Christian conservative E.W. Jackson has
criticized Democratic presidential hopeful Pete Buttigieg's ideas
about Christianity, calling them “more perverse than his
lifestyle.”
Jackson, the Republican Party nominee
for lieutenant governor of Virginia in 2013 who also unsuccessfully
ran for a seat in the U.S. Senate in 2018, told his The Awakening
radio listeners on Monday that he finds Buttigieg “the most
loathsome” of all the Democratic presidential candidates.
“Of all the candidates, the one that
I find the most loathsome, frankly, is Pete Buttigieg,” Jackson
said, before criticizing the candidate for kissing his husband during
a campaign rally.
“I do find that thoroughly
disgusting,” he
said. “Homosexuality is not normal and normal people find it
disgusting.”
“Here’s what disgusts me about Pete
Buttigieg. Unlike the other candidates who are openly and blatantly
godless … Pete Buttigieg tries to couch his policy positions and
his ideas and his persona as, somehow, this evangelical born-again
Christian, but he has these bizarre ideas about what Christianity
stands for and what it means. And I find that not only hypocritical,
I find it – folks, if I may say it this way – I find it more
perverse than his lifestyle.”
“When you start invoking God, you
have gone beyond your sin, you are into blasphemous sin,” he
continued. “You know what I liken this to? I liken this to, folks,
to a pastor or a priest utilizing, exploiting a vulnerable member of
his or her parish or church and telling them that this is what God
wants them to do. They are sexually abusing someone in their parish
and then using God as an excuse, ‘Well, God wants you to do this.’
Folks, to me, that’s more perverse than the sin itself … How can
you invoke God’s name as justification for your sin? I find that so
appallingly depraved that I can’t even find the words to express
it, and that’s what Pete Buttigieg is doing.”

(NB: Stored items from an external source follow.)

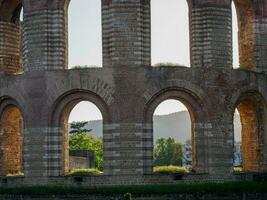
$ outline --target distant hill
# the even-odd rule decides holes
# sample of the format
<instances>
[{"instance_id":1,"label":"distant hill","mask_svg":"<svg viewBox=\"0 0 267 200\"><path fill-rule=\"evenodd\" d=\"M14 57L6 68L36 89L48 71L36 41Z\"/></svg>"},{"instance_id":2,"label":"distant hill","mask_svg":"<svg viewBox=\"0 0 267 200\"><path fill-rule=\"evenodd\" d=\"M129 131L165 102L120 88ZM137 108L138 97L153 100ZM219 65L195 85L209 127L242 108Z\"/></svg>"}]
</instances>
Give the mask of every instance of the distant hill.
<instances>
[{"instance_id":1,"label":"distant hill","mask_svg":"<svg viewBox=\"0 0 267 200\"><path fill-rule=\"evenodd\" d=\"M175 112L167 115L154 116L154 140L161 137L173 137L176 141L184 143L191 136L191 122L187 111ZM234 117L235 133L241 132L239 116ZM96 137L102 136L102 120L89 121L87 127L92 129ZM241 135L236 134L236 140L241 140Z\"/></svg>"}]
</instances>

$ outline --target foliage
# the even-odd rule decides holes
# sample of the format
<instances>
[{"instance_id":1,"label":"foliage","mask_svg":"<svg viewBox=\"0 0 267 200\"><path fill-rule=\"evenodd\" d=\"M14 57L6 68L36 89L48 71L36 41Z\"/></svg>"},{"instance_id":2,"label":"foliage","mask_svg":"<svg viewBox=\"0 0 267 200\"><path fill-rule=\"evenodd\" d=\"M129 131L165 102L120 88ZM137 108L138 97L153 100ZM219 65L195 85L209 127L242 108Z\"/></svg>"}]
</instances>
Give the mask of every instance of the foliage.
<instances>
[{"instance_id":1,"label":"foliage","mask_svg":"<svg viewBox=\"0 0 267 200\"><path fill-rule=\"evenodd\" d=\"M70 150L89 150L95 155L95 164L98 170L103 170L103 141L94 138L91 133L81 132L70 135Z\"/></svg>"},{"instance_id":2,"label":"foliage","mask_svg":"<svg viewBox=\"0 0 267 200\"><path fill-rule=\"evenodd\" d=\"M99 68L97 65L76 65L72 69Z\"/></svg>"},{"instance_id":3,"label":"foliage","mask_svg":"<svg viewBox=\"0 0 267 200\"><path fill-rule=\"evenodd\" d=\"M182 144L177 143L174 138L160 138L154 145L154 166L183 164Z\"/></svg>"},{"instance_id":4,"label":"foliage","mask_svg":"<svg viewBox=\"0 0 267 200\"><path fill-rule=\"evenodd\" d=\"M232 193L232 192L265 192L267 182L236 181L224 183L198 184L156 184L139 186L110 187L0 187L0 194L13 195L73 195L73 194L171 194L171 193Z\"/></svg>"},{"instance_id":5,"label":"foliage","mask_svg":"<svg viewBox=\"0 0 267 200\"><path fill-rule=\"evenodd\" d=\"M178 166L158 166L154 167L154 173L157 174L175 174L175 173L188 173L189 170L185 167L178 167Z\"/></svg>"},{"instance_id":6,"label":"foliage","mask_svg":"<svg viewBox=\"0 0 267 200\"><path fill-rule=\"evenodd\" d=\"M181 65L179 63L172 63L172 62L160 62L156 63L154 67L186 67L184 65Z\"/></svg>"},{"instance_id":7,"label":"foliage","mask_svg":"<svg viewBox=\"0 0 267 200\"><path fill-rule=\"evenodd\" d=\"M234 167L234 172L236 172L236 173L243 172L243 168L242 167Z\"/></svg>"},{"instance_id":8,"label":"foliage","mask_svg":"<svg viewBox=\"0 0 267 200\"><path fill-rule=\"evenodd\" d=\"M124 197L125 200L132 200L131 193L126 193L126 194L123 195L123 197Z\"/></svg>"},{"instance_id":9,"label":"foliage","mask_svg":"<svg viewBox=\"0 0 267 200\"><path fill-rule=\"evenodd\" d=\"M98 170L103 170L103 140L94 138L90 133L91 129L86 129L88 122L72 122L71 135L69 138L70 150L88 150L95 155L95 164Z\"/></svg>"},{"instance_id":10,"label":"foliage","mask_svg":"<svg viewBox=\"0 0 267 200\"><path fill-rule=\"evenodd\" d=\"M73 169L67 175L97 175L102 172L95 168L88 169Z\"/></svg>"},{"instance_id":11,"label":"foliage","mask_svg":"<svg viewBox=\"0 0 267 200\"><path fill-rule=\"evenodd\" d=\"M70 124L70 134L82 133L82 132L90 132L92 129L87 129L85 126L88 122L72 122Z\"/></svg>"}]
</instances>

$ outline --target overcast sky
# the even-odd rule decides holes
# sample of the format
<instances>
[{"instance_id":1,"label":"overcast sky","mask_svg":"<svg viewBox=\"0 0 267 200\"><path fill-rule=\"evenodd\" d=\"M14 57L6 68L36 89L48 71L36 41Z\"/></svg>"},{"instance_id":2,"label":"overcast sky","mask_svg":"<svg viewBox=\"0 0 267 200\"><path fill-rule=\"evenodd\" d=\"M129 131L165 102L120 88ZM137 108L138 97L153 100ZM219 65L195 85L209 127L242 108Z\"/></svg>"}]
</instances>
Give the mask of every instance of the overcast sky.
<instances>
[{"instance_id":1,"label":"overcast sky","mask_svg":"<svg viewBox=\"0 0 267 200\"><path fill-rule=\"evenodd\" d=\"M189 25L186 0L151 1L152 64L173 62L190 66ZM238 66L237 22L233 9L234 66ZM102 66L101 1L72 0L69 7L69 67ZM177 101L161 104L155 114L185 110ZM78 104L69 121L101 119L100 111L89 102Z\"/></svg>"}]
</instances>

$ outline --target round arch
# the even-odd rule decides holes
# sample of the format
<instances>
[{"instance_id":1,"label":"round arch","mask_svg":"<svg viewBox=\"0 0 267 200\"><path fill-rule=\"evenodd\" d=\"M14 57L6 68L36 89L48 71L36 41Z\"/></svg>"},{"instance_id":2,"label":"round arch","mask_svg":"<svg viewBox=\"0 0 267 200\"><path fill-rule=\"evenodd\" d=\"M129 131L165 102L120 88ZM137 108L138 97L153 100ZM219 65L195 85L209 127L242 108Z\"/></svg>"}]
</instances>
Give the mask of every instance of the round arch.
<instances>
[{"instance_id":1,"label":"round arch","mask_svg":"<svg viewBox=\"0 0 267 200\"><path fill-rule=\"evenodd\" d=\"M59 127L62 120L62 112L70 112L81 101L94 103L103 116L103 123L110 121L108 104L99 95L87 90L72 90L61 95L55 101L52 108L51 125L53 127Z\"/></svg>"},{"instance_id":2,"label":"round arch","mask_svg":"<svg viewBox=\"0 0 267 200\"><path fill-rule=\"evenodd\" d=\"M68 118L72 109L81 101L89 101L96 105L100 110L103 118L103 124L110 121L109 109L105 101L97 94L86 90L72 90L61 95L53 106L53 112L51 116L52 127L59 129L60 141L57 144L57 148L60 149L60 155L58 160L59 175L64 175L69 169L69 150L68 150ZM51 133L50 139L53 140L53 134ZM105 144L104 144L105 146Z\"/></svg>"},{"instance_id":3,"label":"round arch","mask_svg":"<svg viewBox=\"0 0 267 200\"><path fill-rule=\"evenodd\" d=\"M166 88L162 91L159 91L146 104L144 110L144 122L146 124L153 124L153 113L155 109L161 102L167 99L180 101L186 106L187 110L189 111L192 129L192 166L193 169L197 172L208 172L208 154L206 152L206 149L203 148L206 143L204 136L205 128L202 126L203 123L205 123L207 112L205 111L204 104L201 102L200 98L198 98L197 95L183 88ZM150 138L153 138L153 128L150 134ZM198 138L202 139L199 140ZM148 149L148 151L152 152L153 148Z\"/></svg>"},{"instance_id":4,"label":"round arch","mask_svg":"<svg viewBox=\"0 0 267 200\"><path fill-rule=\"evenodd\" d=\"M0 175L22 175L23 114L18 103L3 97L0 101Z\"/></svg>"},{"instance_id":5,"label":"round arch","mask_svg":"<svg viewBox=\"0 0 267 200\"><path fill-rule=\"evenodd\" d=\"M242 167L245 172L260 172L266 148L266 104L260 92L249 90L240 94L232 108L240 114ZM233 119L232 119L233 121Z\"/></svg>"}]
</instances>

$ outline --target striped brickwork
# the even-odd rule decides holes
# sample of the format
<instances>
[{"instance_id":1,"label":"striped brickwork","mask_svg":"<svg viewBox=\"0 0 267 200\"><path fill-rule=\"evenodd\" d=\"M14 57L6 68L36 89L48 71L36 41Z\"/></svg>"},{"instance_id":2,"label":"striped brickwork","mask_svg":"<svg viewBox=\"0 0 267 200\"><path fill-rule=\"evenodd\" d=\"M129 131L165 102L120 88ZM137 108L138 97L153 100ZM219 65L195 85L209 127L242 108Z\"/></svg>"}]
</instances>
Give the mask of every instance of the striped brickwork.
<instances>
[{"instance_id":1,"label":"striped brickwork","mask_svg":"<svg viewBox=\"0 0 267 200\"><path fill-rule=\"evenodd\" d=\"M67 24L63 9L25 11L24 70L67 68Z\"/></svg>"},{"instance_id":2,"label":"striped brickwork","mask_svg":"<svg viewBox=\"0 0 267 200\"><path fill-rule=\"evenodd\" d=\"M150 66L150 1L102 0L103 65Z\"/></svg>"},{"instance_id":3,"label":"striped brickwork","mask_svg":"<svg viewBox=\"0 0 267 200\"><path fill-rule=\"evenodd\" d=\"M152 172L153 134L151 124L106 124L104 125L103 139L105 174Z\"/></svg>"},{"instance_id":4,"label":"striped brickwork","mask_svg":"<svg viewBox=\"0 0 267 200\"><path fill-rule=\"evenodd\" d=\"M16 74L20 66L20 26L0 21L0 72Z\"/></svg>"},{"instance_id":5,"label":"striped brickwork","mask_svg":"<svg viewBox=\"0 0 267 200\"><path fill-rule=\"evenodd\" d=\"M192 67L232 67L231 7L193 3L190 8Z\"/></svg>"}]
</instances>

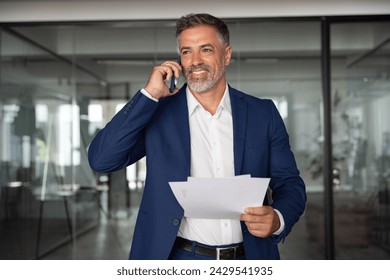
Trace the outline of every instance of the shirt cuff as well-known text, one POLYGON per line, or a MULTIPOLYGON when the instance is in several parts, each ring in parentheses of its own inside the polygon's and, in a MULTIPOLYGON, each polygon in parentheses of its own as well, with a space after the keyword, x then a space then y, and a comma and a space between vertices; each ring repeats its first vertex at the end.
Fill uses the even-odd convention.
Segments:
POLYGON ((280 227, 279 227, 279 229, 278 229, 277 231, 275 231, 273 234, 274 234, 274 235, 279 235, 279 234, 281 234, 281 233, 283 232, 283 230, 284 230, 284 219, 283 219, 282 213, 280 213, 280 211, 279 211, 278 209, 274 209, 274 210, 275 210, 276 214, 278 214, 278 216, 279 216, 280 227))
POLYGON ((147 92, 146 89, 144 89, 144 88, 141 89, 141 93, 142 93, 143 95, 145 95, 147 98, 152 99, 153 101, 158 102, 158 99, 157 99, 157 98, 154 98, 152 95, 150 95, 150 93, 147 92))

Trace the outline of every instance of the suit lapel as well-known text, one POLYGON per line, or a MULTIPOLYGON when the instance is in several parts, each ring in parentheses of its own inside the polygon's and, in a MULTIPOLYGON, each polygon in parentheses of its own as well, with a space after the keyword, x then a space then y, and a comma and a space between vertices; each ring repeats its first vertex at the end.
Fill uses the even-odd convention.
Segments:
POLYGON ((247 103, 242 94, 230 86, 229 93, 233 115, 234 172, 240 175, 246 138, 247 103))
POLYGON ((185 176, 190 175, 190 160, 191 160, 191 146, 190 146, 190 126, 188 121, 188 105, 186 97, 186 86, 183 86, 175 96, 175 104, 172 104, 172 116, 176 123, 176 135, 178 147, 185 160, 185 176))

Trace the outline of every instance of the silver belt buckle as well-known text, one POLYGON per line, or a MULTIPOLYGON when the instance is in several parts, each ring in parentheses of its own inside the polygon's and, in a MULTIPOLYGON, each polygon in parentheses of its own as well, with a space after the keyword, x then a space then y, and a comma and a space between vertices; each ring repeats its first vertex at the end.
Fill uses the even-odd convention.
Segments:
POLYGON ((221 248, 216 248, 216 252, 217 252, 217 260, 220 260, 219 254, 221 253, 221 248))
POLYGON ((216 249, 216 252, 217 252, 217 257, 216 257, 217 260, 221 259, 221 251, 222 250, 230 250, 230 249, 234 249, 233 259, 236 259, 237 247, 215 248, 215 249, 216 249))

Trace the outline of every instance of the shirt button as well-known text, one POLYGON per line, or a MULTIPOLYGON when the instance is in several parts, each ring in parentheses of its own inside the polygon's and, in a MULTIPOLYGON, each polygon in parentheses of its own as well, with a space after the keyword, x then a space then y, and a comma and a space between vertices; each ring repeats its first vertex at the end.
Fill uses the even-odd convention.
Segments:
POLYGON ((174 225, 174 226, 178 226, 179 224, 180 224, 179 219, 174 219, 174 220, 173 220, 173 225, 174 225))

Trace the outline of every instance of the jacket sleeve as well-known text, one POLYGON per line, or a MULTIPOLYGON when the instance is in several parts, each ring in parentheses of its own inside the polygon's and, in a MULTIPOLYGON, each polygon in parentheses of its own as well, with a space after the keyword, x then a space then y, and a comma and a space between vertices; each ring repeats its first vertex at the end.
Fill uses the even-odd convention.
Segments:
POLYGON ((145 128, 158 107, 140 91, 98 132, 88 148, 96 172, 122 169, 145 156, 145 128))
POLYGON ((290 149, 289 137, 283 120, 273 103, 271 111, 270 187, 273 196, 272 207, 280 211, 285 222, 284 231, 278 236, 273 236, 275 241, 279 242, 284 240, 303 214, 306 206, 306 190, 290 149))

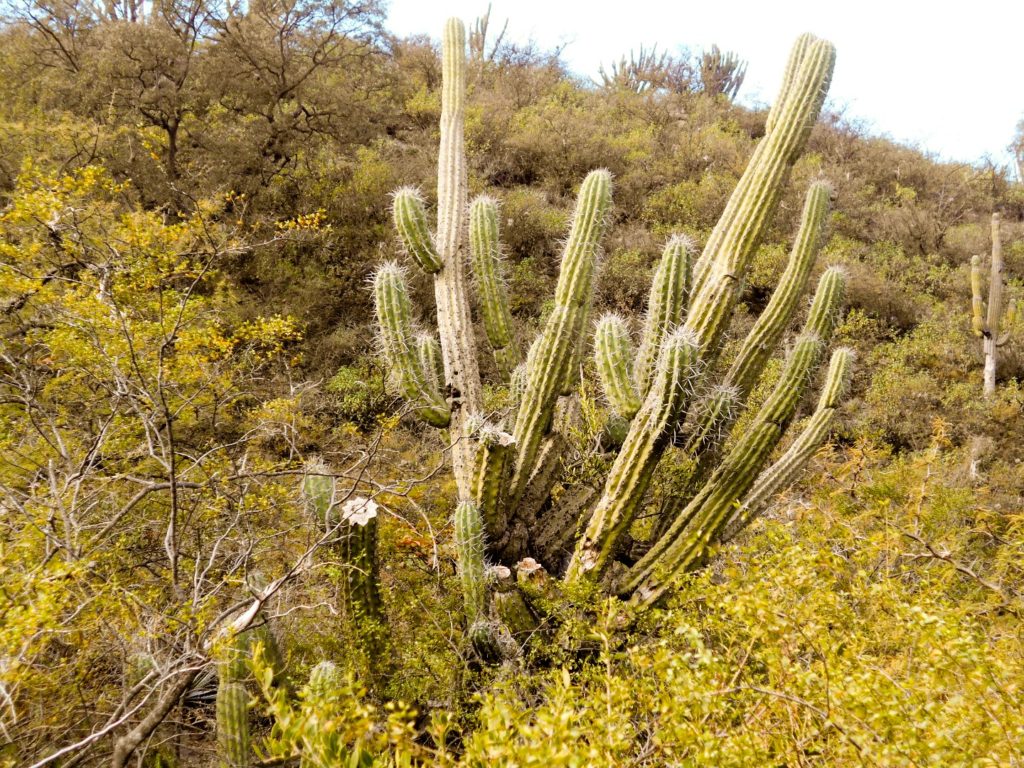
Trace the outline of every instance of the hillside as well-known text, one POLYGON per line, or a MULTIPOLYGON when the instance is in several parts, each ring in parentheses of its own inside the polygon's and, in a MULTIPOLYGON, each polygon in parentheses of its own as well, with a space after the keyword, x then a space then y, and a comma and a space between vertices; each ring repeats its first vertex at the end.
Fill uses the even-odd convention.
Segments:
POLYGON ((485 21, 4 22, 0 765, 1024 763, 1024 187, 485 21))

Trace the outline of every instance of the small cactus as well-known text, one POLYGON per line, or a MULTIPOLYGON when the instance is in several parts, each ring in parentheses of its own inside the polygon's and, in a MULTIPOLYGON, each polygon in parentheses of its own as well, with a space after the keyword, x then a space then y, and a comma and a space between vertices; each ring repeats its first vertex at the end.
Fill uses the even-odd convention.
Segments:
POLYGON ((232 638, 218 665, 217 753, 223 768, 248 768, 250 762, 248 648, 244 633, 232 638))
POLYGON ((384 652, 387 626, 377 561, 377 504, 362 496, 336 503, 334 478, 326 465, 316 460, 306 465, 302 491, 320 530, 328 534, 326 549, 344 569, 339 586, 345 614, 371 665, 376 664, 384 652))

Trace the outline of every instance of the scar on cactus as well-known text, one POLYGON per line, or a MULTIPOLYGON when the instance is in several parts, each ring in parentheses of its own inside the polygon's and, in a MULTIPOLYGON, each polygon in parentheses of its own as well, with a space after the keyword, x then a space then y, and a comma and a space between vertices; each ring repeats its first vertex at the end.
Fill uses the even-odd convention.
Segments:
POLYGON ((807 191, 779 285, 726 372, 713 375, 753 254, 821 111, 835 63, 831 43, 812 35, 797 40, 765 135, 703 250, 698 255, 680 235, 666 242, 636 343, 625 318, 592 318, 612 178, 606 170, 586 176, 553 307, 525 360, 508 308, 497 202, 487 196, 467 202, 465 47, 462 23, 449 20, 436 228, 429 228, 414 190, 396 192, 392 210, 410 260, 433 277, 440 366, 431 344, 417 342, 424 337, 412 321, 401 267, 378 269, 374 296, 381 348, 403 396, 426 423, 448 429, 467 634, 478 656, 491 660, 509 655, 508 638, 535 631, 540 609, 531 595, 538 583, 553 588, 557 582, 548 574, 599 585, 637 609, 657 603, 679 574, 699 567, 798 476, 828 436, 853 356, 845 349, 832 354, 817 407, 773 461, 819 378, 842 311, 845 273, 826 269, 781 377, 768 400, 747 413, 751 392, 798 314, 824 239, 831 188, 817 181, 807 191), (513 403, 494 423, 487 423, 482 406, 471 290, 513 403), (600 490, 567 487, 562 467, 570 443, 559 414, 572 411, 591 349, 608 403, 608 431, 617 435, 609 440, 616 453, 600 490), (651 510, 647 491, 666 456, 690 467, 689 476, 677 498, 651 510), (652 524, 635 524, 641 510, 653 516, 652 524))

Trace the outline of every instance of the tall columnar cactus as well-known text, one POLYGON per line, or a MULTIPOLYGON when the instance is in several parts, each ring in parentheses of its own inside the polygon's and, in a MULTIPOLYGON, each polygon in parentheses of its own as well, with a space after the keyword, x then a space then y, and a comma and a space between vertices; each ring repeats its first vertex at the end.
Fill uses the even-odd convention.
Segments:
MULTIPOLYGON (((999 214, 992 214, 992 263, 989 267, 988 306, 981 295, 981 257, 971 257, 971 309, 974 335, 982 340, 985 354, 985 397, 996 391, 996 367, 999 348, 1010 339, 1009 331, 1000 331, 1003 322, 1003 243, 999 232, 999 214), (987 309, 987 312, 986 312, 987 309)), ((1006 313, 1007 324, 1013 322, 1014 304, 1006 313)))
POLYGON ((522 636, 533 631, 535 612, 529 595, 525 602, 512 596, 511 578, 489 581, 489 572, 510 573, 507 566, 530 555, 517 571, 524 572, 527 562, 537 570, 533 558, 540 558, 548 570, 570 581, 599 581, 639 606, 650 605, 676 574, 703 562, 723 537, 753 519, 825 439, 850 365, 845 351, 833 356, 807 426, 769 465, 828 346, 845 282, 837 269, 822 274, 804 329, 767 401, 755 413, 743 413, 813 271, 828 213, 827 184, 814 183, 808 190, 786 271, 731 364, 717 365, 716 360, 753 254, 820 112, 835 52, 810 35, 797 41, 765 136, 699 259, 694 260, 686 238, 668 240, 636 348, 624 318, 606 315, 592 325, 611 177, 607 171, 590 173, 579 190, 552 308, 519 366, 502 282, 496 204, 483 197, 466 206, 465 50, 458 21, 445 28, 443 56, 436 233, 427 226, 417 193, 400 190, 394 205, 406 250, 434 275, 443 379, 433 375, 429 342, 414 341, 413 313, 397 267, 381 268, 375 294, 382 347, 403 393, 428 423, 450 429, 459 492, 459 573, 470 635, 478 654, 486 657, 485 651, 501 645, 497 618, 516 617, 506 620, 522 636), (482 413, 462 272, 464 232, 469 233, 472 258, 466 262, 475 273, 486 336, 502 378, 510 378, 513 405, 503 427, 511 434, 487 424, 482 413), (574 397, 592 329, 595 367, 613 412, 609 425, 615 429, 609 435, 618 433, 603 443, 603 450, 617 454, 600 491, 567 486, 562 459, 569 441, 563 434, 565 420, 556 416, 573 410, 564 404, 574 397), (725 373, 712 379, 720 369, 725 373), (653 535, 644 540, 644 531, 633 523, 649 506, 648 486, 670 450, 685 452, 683 463, 691 468, 688 486, 677 504, 661 510, 660 522, 647 526, 653 535), (630 567, 636 557, 633 544, 641 545, 642 556, 630 567), (488 571, 488 560, 502 565, 488 571), (493 604, 492 589, 500 595, 493 604))

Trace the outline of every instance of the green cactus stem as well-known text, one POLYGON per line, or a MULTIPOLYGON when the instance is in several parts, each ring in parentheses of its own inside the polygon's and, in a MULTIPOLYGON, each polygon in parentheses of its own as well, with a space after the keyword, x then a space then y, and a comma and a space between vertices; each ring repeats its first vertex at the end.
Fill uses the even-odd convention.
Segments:
POLYGON ((640 396, 633 386, 633 342, 621 315, 607 314, 597 321, 594 363, 612 411, 625 419, 633 418, 640 410, 640 396))
POLYGON ((394 370, 405 397, 418 407, 417 413, 435 427, 451 421, 448 404, 436 387, 436 376, 428 374, 420 362, 412 330, 412 304, 405 287, 405 275, 395 263, 383 264, 373 278, 373 297, 384 357, 394 370))
POLYGON ((217 687, 217 751, 225 768, 248 768, 249 694, 242 683, 217 687))
POLYGON ((469 243, 484 331, 494 351, 498 371, 507 379, 519 364, 519 351, 508 309, 498 235, 498 205, 493 198, 482 195, 469 206, 469 243))
POLYGON ((611 206, 611 174, 587 175, 576 202, 555 291, 555 308, 527 360, 527 383, 516 417, 516 461, 508 495, 522 497, 555 403, 578 368, 593 295, 597 248, 611 206))
POLYGON ((377 504, 362 496, 336 503, 334 477, 317 460, 306 465, 302 491, 321 530, 329 535, 325 547, 343 568, 342 608, 375 665, 384 650, 387 627, 377 560, 377 504))
POLYGON ((741 403, 746 402, 761 377, 807 287, 807 280, 821 247, 830 195, 831 186, 826 182, 816 182, 807 191, 800 228, 786 270, 726 374, 726 383, 737 388, 741 403))
POLYGON ((477 433, 477 439, 480 447, 476 454, 473 500, 480 510, 487 536, 500 539, 508 523, 501 509, 501 494, 508 479, 505 467, 515 438, 488 425, 477 433))
POLYGON ((455 547, 466 618, 472 625, 487 619, 484 526, 480 510, 472 501, 460 501, 455 508, 455 547))
POLYGON ((673 235, 665 244, 661 261, 654 272, 643 336, 633 368, 634 383, 641 399, 647 395, 647 389, 654 380, 654 365, 662 342, 686 317, 686 307, 690 303, 690 281, 693 277, 693 250, 690 238, 673 235))
POLYGON ((723 544, 731 541, 760 515, 776 493, 791 485, 821 447, 849 384, 853 359, 854 352, 851 349, 840 348, 832 353, 814 413, 786 452, 758 476, 743 504, 723 530, 723 544))
POLYGON ((697 262, 686 325, 697 335, 706 363, 717 353, 750 259, 818 118, 834 65, 831 43, 807 36, 798 41, 790 57, 791 76, 772 108, 767 132, 697 262))
POLYGON ((673 331, 662 345, 643 405, 608 472, 601 496, 566 572, 569 581, 599 578, 621 534, 629 528, 697 377, 696 339, 673 331))
POLYGON ((249 675, 248 650, 248 638, 235 636, 217 668, 217 755, 223 768, 249 766, 249 693, 243 682, 249 675))
POLYGON ((416 334, 416 354, 427 386, 431 391, 440 392, 444 382, 444 363, 441 361, 441 345, 434 334, 429 331, 416 334))
POLYGON ((427 224, 427 212, 419 190, 412 187, 397 190, 391 201, 391 214, 398 237, 408 254, 424 272, 440 272, 443 264, 434 247, 434 236, 427 224))

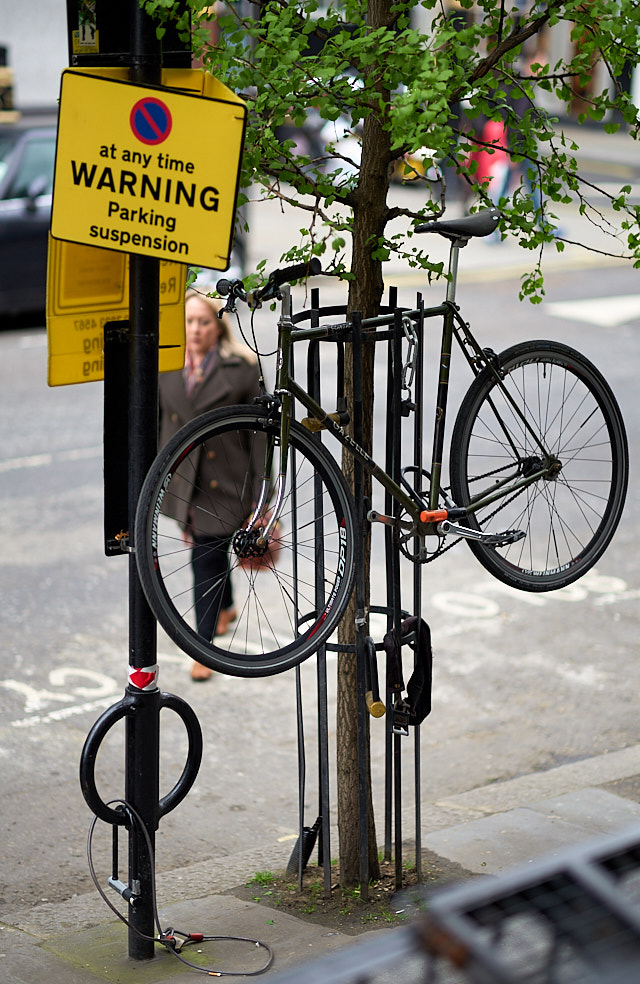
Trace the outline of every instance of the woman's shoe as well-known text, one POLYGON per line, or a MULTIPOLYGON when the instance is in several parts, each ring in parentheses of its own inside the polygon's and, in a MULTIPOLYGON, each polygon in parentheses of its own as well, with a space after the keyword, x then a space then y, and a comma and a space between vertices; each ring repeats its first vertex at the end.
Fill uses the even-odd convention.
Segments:
POLYGON ((213 670, 210 670, 208 666, 203 666, 202 663, 197 663, 195 659, 191 664, 191 679, 197 680, 208 680, 210 676, 213 676, 213 670))
POLYGON ((226 634, 227 629, 232 622, 238 617, 238 613, 235 608, 221 608, 220 614, 218 615, 218 622, 216 625, 216 635, 223 636, 226 634))

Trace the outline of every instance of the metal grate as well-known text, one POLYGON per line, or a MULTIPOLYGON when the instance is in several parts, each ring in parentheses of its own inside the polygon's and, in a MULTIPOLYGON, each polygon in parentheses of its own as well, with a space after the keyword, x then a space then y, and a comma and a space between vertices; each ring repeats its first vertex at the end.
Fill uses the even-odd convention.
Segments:
POLYGON ((490 882, 438 893, 424 936, 470 981, 640 979, 640 831, 598 838, 490 882))
POLYGON ((640 828, 429 897, 272 984, 632 984, 640 980, 640 828))

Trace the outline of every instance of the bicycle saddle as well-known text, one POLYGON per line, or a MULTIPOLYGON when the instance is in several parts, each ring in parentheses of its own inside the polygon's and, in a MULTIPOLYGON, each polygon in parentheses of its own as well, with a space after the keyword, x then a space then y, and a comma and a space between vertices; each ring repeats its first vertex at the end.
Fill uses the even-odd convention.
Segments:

On the campaign trail, Buttigieg, an
Episcopalian, often talks about his faith. During a recent appearance
on NBC's Today Show, Buttigieg said that he can't imagine God
belongs to the Republican Party.
“It's important to me,” Buttigieg
said about his religion. “And I think it's also important that we
stop seeing religion used as a kind of cudgel as if God belonged to a
political party. And if he did, I can't imagine it would be the one
that sent the current president into the White House.”